A newer study published in the JAMA Internal Medicine journal on February 2016, showed that the risk of chronic kidney disease (CKD) is 20 percent to 50 percent higher in patients under treatment with proton pump inhibitors. Higher doses were also linked with higher risks, suggesting that a direct correlation between risk and dosage may be traced.
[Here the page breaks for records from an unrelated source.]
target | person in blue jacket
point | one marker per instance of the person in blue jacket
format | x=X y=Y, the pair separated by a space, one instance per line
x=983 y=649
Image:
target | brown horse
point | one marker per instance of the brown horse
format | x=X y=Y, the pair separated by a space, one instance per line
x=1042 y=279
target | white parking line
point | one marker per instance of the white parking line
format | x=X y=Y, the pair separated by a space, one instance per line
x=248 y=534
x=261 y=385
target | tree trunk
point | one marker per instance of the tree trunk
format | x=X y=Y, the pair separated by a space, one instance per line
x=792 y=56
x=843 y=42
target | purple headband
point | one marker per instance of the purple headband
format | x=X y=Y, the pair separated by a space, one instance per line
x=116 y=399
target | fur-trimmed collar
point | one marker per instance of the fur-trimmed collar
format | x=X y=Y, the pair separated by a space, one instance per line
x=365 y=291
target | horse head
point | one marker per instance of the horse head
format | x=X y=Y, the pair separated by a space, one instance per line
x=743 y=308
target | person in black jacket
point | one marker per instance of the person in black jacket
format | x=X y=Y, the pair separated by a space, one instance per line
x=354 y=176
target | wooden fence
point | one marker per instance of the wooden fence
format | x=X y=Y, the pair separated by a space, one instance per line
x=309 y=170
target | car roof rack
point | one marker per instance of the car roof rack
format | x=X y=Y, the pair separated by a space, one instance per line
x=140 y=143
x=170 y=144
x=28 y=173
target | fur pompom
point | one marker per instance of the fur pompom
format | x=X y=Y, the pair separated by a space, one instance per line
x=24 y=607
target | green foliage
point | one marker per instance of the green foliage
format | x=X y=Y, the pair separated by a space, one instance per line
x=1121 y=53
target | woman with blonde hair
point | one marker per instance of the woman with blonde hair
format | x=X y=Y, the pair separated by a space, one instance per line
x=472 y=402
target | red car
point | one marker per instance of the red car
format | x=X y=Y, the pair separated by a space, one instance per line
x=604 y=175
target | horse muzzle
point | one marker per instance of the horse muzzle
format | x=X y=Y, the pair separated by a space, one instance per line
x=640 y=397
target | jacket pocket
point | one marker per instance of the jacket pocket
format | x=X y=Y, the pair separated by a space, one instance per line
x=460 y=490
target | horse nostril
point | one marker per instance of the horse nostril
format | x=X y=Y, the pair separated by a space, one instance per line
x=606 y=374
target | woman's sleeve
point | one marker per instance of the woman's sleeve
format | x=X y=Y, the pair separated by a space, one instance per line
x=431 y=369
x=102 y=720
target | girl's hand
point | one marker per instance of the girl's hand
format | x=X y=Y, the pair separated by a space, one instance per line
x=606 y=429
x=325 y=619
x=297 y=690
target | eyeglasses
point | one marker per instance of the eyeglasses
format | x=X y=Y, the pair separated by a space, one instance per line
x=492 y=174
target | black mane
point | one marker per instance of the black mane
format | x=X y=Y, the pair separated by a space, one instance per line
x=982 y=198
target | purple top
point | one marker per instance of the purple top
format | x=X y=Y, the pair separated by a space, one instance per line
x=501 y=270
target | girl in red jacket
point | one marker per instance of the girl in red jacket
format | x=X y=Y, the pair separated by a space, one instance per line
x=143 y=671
Researchers analyzed data from 10,482 total subjects and found that other antacid drugs such as H2-receptor antagonists were not associated with this risk increase 24. Chronic kidney disease is a condition characterized by the gradual loss of renal function, which may eventually progress to kidney failure, leaving no treatment option other than either dialysis (artificial filtering) or kidney transplant 25. Nexium itself was linked with several cases of acute interstitial nephritis, a dangerous complication which may also progress to CKD if the medication is not promptly suspended and treatment is administered 26, 27. In December 2014, the FDA issued a warning about acute interstitial nephritis during treatment with esomeprazole, even if the mechanism of this adverse reaction is still unknown 28. Since then, many people started filing lawsuits against AstraZeneca claiming the pharmaceutical company failed to warn the public of the serious threat of an increased risks of kidney damage.

 

Risk of cardiovascular diseases and heart attacks

Last, but not least, a recent large study called PLOS ONE showed that PPIs could be linked with an increased risk of cardiovascular diseases 29. Scientists investigated a theory they explained in their previous report, that demonstrated how PPIs could alter the vascular endothelium at a molecular level 29. According to their theory, PPIs may inhibit the production of a substance with critical vasoprotective effects within the human body. In their subsequent huge study, the research team analyzed data coming from 2.9 million patients and compared the effects of PPIs to those of the H2-receptor antagonists. Their findings showed an estimated increase in heart attack risk of 16 to 21 percent in patients under treatment with PPIs, providing substantial evidence that these drugs may adversely impact vascular function 29, 30.

 

Article by Dr. Claudio Butticè, Pharm.D.